Le PS a dit, dans un communiqué publié jeudi, avec prudence être « attachée à l’amitié franco-marocaine », mais avec une « inquiétude quant aux conséquences » du revirement de l’Elysée sur le dossier saharien. Tout en appelant à une « diplomatie fondée sur l’apaisement et le dialogue », ladite formation estime qu’« aucune urgence ne justifiait une telle annonce au cœur de l’été, à un moment où le gouvernement démissionnaire est censé gérer les affaires courantes ». Selon les socialistes français, « le président joue un coup de communication sans vision politique qui s’inscrive dans le temps long ».
Au lendemain de cette reconnaissance, le roi Mohammed VI a donné suite au message du président Emmanuel Macron, en l’invitant à se rendre prochainement au Maroc. L’initiative déplaît également au sein du camp socialiste, selon qui « la diplomatie française ne peut être conditionnée par la visite d’Etat prochaine » à Rabat.
La réaction du PS ne fait cependant pas l’unanimité au sein de ses rangs. Certains de ses membres ont désavoué pareille sortie, considérant sa non-conformité au positionnement de la formation. En 2010, le bureau national du PS a voté une résolution en faveur du plan d’autonomie du Sahara, sous souveraineté marocaine. Sous le mandat de Martine Aubry, alors première secrétaire du PS, cette position a été soutenue à l’occasion de la campagne de l’actuelle maire de Lille à l’élection présidentielle. « Nous avons toujours appuyé l’initiative marocaine d’autonomie et nous continuerons à le faire si on est au pouvoir », a-t-elle déclaré en mars 2012, lors d’une visite au royaume. A ce moment-là, le PS a estimé que la proposition marocaine constituait « la solution la plus réaliste » auprès des Nations unies.
Depuis, la question divise au sein des tendances de gauche. De son côté, la France Insoumise (LFI) observe le silence. Elu de la neuvième circonscription des Français établis à l’étranger, Karim Ben Cheikh (Génération-s) a quant à lui salué la position de son pays, en qualifiant cette évolution de « clarification » apportée par E. Macron sur le dossier.
Alger menace Paris
En Algérie, la colère anticipée sur la reconnaissance française de la marocanité du Sahara franchit une nouvelle étape, après l’officialisation de la position de Paris. Lors d’une conférence de presse tenue mercredi, Ahmed Attaf, ministre algérien des Affaires étrangères, a menacé de recourir à des mesures supplémentaires, notamment de sanctions économiques à l’encontre de Paris, comme ce fut le cas avec l’Espagne lorsque Madrid a soutenu le plan d’autonomie marocain au Sahara occidental.

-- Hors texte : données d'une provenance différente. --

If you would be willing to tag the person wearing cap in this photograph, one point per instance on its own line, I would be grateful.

Revenant d’abord sur le retrait de l’ambassadeur algérien en France, A. Attaf a insisté qu’il ne s’agissait pas d’une simple convocation pour consultations, mais bien d’« une réduction de la représentation » diplomatique dans le pays. Pour le ministre, c’est « une haute expression de désapprobation » du revirement de Paris. « Nous sommes en train de tirer les conclusions qu’il faut de la démarche française. Nous prendrons les mesures nécessaires à travers lesquelles nous exprimerons notre rejet d’une telle initiative de la France », a menacé le chef de la diplomatie.
La reconnaissance française de la souveraineté du Maroc sur le Sahara « ne peut en aucun cas contribuer à relancer le processus politique » d’une solution au différend régional, a estimé le responsable algérien. Elle nourrirait plutôt un « blocage », qui d’après lui durerait « depuis plus de 17 ans ». « Les autorités françaises nous ont informé, par l’intermédiaire de notre ambassadeur à Paris, du contenu du message que le président comptait adresser au roi du Maroc, notamment la partie relative au Sahara. Avec instructions des plus hautes autorités du pays, notre ambassadeur a exprimé la position algérienne sur cette démarche, mettant en garde contre ses graves conséquences », a-t-il fait savoir.
D’un ton colérique, le chef de la diplomatie algérienne a réitéré à deux reprises que la décision française était « un cadeau de ceux qui n’en ont pas à ceux qui ne le méritent pas », tout en révélant quele président E. Macron avait informé son homologue Abdelmadjid Tebboune du changement de position de la France sur la question, le 13 juin, lors du sommet du G7 en Italie.